Goodway returned with two mugs, handing one awkwardly to Mariner, before perching on the piano stool opposite. ‘They said they found her downstream from the reservoir,’ he said, talking into his tea mug. ‘Near to where Yasmin was found.’
‘So I gather,’ said Mariner.
‘Oh God.’ Dropping his gaze, Goodway fumbled in his pockets, coming out with an old-fashioned cotton handkerchief, which he used to noisily blow his nose. ‘I’m sorry.’

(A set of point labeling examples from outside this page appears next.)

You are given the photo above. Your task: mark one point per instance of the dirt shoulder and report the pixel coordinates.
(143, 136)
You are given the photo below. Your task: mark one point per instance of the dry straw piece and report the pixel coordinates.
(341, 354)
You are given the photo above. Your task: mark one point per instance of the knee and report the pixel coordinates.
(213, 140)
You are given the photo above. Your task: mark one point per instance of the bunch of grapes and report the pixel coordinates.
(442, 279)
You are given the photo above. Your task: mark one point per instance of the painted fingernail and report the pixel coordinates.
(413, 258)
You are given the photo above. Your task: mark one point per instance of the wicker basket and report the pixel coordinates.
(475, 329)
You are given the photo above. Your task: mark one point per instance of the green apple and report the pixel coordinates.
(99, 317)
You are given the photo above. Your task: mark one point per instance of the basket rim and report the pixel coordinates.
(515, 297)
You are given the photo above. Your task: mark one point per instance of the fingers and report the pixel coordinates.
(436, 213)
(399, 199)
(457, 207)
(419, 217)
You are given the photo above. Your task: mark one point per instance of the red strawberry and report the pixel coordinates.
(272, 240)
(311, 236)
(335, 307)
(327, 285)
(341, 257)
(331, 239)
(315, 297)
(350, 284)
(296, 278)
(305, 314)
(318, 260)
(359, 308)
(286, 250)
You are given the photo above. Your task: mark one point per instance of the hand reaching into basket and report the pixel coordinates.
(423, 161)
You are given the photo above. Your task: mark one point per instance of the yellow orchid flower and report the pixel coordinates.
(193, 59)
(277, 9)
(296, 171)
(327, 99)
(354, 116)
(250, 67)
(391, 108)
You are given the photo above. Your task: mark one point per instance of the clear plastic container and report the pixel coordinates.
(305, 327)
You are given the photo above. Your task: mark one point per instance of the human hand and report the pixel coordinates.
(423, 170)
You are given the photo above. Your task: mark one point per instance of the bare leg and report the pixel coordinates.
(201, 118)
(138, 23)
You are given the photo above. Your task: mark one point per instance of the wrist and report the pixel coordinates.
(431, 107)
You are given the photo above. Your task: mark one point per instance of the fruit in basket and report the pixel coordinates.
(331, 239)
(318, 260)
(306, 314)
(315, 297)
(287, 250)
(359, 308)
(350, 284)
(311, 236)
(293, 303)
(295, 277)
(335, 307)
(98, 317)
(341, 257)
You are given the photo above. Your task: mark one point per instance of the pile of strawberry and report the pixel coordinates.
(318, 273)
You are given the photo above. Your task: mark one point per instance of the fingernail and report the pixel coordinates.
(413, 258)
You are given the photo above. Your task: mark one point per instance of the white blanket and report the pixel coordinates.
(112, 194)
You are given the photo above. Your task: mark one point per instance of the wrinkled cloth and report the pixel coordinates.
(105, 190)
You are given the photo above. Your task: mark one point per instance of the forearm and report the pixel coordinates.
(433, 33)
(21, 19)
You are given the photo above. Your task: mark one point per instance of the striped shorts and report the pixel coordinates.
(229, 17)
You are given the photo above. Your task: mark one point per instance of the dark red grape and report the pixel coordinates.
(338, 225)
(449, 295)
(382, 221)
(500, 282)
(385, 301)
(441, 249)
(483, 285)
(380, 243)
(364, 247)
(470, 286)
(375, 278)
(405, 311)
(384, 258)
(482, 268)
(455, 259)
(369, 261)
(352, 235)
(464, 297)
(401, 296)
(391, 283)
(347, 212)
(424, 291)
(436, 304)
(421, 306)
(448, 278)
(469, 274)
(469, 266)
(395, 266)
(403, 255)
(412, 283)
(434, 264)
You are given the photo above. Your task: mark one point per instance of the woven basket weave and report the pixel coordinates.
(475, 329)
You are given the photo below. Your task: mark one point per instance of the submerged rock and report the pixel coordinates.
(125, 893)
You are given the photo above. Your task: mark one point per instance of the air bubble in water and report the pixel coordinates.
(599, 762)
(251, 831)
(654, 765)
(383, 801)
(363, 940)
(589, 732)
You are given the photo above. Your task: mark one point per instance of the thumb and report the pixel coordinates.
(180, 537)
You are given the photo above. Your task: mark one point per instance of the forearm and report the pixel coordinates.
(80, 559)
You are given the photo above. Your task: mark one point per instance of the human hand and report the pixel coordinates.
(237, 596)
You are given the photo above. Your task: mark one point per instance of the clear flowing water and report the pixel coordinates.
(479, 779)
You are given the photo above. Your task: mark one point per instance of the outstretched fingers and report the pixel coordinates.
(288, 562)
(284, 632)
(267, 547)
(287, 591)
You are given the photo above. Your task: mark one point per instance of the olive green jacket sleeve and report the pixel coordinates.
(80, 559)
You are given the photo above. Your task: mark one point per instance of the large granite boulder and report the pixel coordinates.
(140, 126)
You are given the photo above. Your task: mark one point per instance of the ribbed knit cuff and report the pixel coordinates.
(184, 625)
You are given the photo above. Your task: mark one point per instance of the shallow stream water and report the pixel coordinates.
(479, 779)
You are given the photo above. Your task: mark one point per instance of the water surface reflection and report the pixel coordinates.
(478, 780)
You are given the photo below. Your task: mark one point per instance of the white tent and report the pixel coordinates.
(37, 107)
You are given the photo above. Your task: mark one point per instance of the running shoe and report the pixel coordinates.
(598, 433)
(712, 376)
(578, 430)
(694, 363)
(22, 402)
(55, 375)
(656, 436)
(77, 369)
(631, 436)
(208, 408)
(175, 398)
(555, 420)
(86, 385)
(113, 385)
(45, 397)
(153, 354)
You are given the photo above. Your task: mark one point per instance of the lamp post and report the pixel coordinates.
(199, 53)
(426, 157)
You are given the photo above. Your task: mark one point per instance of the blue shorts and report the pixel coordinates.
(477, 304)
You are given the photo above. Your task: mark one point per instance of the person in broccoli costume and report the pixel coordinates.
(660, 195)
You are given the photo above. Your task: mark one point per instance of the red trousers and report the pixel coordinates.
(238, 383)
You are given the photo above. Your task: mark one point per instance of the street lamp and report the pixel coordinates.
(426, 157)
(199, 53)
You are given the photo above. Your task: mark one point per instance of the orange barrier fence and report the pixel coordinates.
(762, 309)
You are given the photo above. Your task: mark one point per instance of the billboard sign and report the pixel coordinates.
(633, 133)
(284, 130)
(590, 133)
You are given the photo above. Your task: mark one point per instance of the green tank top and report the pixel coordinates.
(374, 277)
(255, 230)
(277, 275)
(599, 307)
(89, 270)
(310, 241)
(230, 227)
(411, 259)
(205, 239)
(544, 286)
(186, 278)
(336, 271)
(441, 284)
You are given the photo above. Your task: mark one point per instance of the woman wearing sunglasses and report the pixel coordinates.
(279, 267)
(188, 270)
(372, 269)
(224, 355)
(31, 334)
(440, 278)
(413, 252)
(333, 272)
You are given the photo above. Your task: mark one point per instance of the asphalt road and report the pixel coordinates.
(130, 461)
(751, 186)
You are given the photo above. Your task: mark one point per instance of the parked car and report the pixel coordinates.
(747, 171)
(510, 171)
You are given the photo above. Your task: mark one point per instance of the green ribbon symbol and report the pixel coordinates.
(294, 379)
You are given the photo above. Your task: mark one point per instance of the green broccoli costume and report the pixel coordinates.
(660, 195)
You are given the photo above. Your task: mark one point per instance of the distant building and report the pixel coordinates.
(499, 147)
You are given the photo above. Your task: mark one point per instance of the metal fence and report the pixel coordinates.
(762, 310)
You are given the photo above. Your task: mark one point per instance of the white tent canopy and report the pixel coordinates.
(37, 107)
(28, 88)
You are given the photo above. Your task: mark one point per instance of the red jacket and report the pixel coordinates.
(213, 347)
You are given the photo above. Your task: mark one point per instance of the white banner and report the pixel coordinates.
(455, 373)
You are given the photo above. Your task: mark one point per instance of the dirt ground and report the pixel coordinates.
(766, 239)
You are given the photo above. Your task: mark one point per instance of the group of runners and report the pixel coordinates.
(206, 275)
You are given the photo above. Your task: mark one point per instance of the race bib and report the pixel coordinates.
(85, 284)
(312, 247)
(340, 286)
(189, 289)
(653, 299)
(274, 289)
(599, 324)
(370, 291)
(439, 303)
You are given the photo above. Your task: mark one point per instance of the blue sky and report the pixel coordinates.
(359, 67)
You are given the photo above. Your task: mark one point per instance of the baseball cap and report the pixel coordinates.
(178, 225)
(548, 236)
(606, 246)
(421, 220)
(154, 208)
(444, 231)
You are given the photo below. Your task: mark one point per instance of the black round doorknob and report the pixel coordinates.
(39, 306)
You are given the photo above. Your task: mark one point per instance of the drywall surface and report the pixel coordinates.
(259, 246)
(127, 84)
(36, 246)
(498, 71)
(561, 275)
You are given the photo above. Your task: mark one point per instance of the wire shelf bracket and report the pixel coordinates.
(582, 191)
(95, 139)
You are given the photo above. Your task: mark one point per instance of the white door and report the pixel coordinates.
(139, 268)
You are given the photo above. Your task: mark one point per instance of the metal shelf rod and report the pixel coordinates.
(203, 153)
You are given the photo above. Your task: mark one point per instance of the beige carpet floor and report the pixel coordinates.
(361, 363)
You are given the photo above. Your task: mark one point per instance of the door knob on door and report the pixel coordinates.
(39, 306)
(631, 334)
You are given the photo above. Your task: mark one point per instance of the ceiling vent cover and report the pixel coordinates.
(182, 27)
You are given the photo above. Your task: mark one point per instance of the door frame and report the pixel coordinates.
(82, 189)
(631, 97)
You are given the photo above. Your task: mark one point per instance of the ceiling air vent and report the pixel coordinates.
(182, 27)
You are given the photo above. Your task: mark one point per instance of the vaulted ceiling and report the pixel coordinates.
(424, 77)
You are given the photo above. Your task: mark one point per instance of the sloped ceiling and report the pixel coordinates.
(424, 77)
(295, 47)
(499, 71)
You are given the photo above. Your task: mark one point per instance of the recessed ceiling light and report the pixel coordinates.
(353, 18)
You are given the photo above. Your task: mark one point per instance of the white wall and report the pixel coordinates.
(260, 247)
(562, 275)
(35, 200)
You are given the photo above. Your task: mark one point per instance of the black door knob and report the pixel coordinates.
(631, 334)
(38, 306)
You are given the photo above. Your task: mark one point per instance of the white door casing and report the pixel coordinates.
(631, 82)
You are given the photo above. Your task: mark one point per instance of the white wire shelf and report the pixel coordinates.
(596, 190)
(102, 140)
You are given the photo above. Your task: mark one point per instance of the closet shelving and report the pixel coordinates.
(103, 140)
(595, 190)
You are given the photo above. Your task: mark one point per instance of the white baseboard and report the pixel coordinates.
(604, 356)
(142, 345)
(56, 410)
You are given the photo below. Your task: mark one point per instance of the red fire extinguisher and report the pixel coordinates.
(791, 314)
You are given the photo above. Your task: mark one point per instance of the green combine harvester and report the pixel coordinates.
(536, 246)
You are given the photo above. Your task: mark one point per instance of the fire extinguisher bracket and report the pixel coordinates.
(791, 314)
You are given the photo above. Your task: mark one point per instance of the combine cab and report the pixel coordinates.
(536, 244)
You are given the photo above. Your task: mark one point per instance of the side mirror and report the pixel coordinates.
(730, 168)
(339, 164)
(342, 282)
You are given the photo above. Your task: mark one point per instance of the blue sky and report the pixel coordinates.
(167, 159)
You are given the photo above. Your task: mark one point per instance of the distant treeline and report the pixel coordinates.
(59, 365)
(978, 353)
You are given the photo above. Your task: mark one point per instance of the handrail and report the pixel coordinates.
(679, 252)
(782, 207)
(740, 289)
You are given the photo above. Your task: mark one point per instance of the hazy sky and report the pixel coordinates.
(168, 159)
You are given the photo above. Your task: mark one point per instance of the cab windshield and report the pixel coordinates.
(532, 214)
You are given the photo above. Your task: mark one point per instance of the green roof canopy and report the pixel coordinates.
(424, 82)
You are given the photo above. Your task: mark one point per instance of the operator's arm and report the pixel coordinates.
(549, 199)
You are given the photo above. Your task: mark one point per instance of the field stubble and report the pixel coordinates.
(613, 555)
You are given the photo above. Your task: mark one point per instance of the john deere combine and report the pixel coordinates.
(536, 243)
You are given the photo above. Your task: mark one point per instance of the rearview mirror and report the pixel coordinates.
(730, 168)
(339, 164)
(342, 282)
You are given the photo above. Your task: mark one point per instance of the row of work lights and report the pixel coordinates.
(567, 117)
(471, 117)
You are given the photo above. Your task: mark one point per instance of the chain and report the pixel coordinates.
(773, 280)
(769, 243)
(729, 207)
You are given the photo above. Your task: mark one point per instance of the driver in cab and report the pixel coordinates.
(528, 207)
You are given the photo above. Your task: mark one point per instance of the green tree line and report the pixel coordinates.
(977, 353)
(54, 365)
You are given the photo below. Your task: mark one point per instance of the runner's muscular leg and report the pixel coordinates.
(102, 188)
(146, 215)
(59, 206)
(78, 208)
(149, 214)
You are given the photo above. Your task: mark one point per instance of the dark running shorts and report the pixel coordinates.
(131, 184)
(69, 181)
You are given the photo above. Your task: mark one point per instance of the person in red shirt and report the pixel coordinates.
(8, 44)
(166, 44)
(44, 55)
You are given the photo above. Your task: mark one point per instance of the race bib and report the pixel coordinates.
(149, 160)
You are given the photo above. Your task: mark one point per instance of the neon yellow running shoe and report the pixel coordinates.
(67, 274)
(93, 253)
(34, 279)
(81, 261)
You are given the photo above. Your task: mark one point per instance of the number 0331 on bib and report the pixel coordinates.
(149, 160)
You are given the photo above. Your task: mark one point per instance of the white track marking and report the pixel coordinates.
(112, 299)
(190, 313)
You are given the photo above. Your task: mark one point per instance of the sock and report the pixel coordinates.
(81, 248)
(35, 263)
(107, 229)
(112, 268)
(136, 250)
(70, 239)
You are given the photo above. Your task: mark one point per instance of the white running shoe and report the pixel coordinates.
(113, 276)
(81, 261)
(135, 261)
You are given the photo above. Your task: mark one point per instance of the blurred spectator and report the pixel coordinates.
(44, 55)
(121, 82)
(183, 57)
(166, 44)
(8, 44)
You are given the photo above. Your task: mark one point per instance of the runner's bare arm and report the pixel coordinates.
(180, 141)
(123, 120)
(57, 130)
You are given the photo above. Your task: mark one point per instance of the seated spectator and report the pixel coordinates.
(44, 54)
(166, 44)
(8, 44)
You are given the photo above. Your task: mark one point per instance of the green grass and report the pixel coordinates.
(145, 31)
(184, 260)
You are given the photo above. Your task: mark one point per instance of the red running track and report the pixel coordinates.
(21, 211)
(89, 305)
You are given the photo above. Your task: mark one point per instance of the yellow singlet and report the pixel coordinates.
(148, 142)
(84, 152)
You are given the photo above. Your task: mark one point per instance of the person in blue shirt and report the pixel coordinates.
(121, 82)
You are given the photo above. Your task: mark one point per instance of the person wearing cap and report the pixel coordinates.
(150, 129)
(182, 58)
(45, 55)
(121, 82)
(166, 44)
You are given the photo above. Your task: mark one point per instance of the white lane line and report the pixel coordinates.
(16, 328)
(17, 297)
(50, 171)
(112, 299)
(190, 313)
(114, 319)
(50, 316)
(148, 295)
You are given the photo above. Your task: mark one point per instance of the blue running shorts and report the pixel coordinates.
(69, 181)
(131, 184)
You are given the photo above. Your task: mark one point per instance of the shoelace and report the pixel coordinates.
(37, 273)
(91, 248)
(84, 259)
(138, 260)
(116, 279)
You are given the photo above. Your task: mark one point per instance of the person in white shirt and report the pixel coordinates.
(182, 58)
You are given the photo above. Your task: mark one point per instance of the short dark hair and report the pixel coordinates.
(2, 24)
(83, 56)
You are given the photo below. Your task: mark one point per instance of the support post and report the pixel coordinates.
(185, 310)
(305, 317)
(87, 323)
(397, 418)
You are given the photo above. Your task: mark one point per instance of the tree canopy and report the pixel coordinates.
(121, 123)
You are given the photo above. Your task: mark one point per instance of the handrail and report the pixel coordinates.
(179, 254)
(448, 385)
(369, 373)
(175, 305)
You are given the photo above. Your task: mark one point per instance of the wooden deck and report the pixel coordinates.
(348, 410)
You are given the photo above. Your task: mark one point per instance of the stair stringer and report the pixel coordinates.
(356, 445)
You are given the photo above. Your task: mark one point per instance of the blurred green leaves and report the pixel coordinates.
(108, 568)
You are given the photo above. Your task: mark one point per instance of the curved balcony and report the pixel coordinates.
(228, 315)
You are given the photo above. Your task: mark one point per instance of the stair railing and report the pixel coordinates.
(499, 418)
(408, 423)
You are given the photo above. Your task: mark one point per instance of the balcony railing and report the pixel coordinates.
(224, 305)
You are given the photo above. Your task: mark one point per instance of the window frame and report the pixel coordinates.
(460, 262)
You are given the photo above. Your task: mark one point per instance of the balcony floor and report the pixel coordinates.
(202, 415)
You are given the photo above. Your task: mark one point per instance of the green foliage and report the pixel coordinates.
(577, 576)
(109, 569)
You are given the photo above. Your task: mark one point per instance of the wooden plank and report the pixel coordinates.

‘Not at all, Mr Goodway. I realise how hard this must be for you. But I won’t keep you any longer than necessary.’ To give Goodway time to compose himself, Mariner turned his attention to his tea. The green mug had seen better days and Mariner could barely pick out what was left of the design, a row of cartoonish trees that had succumbed to the regular abrasion of a dishwasher. He took a scalding mouthful.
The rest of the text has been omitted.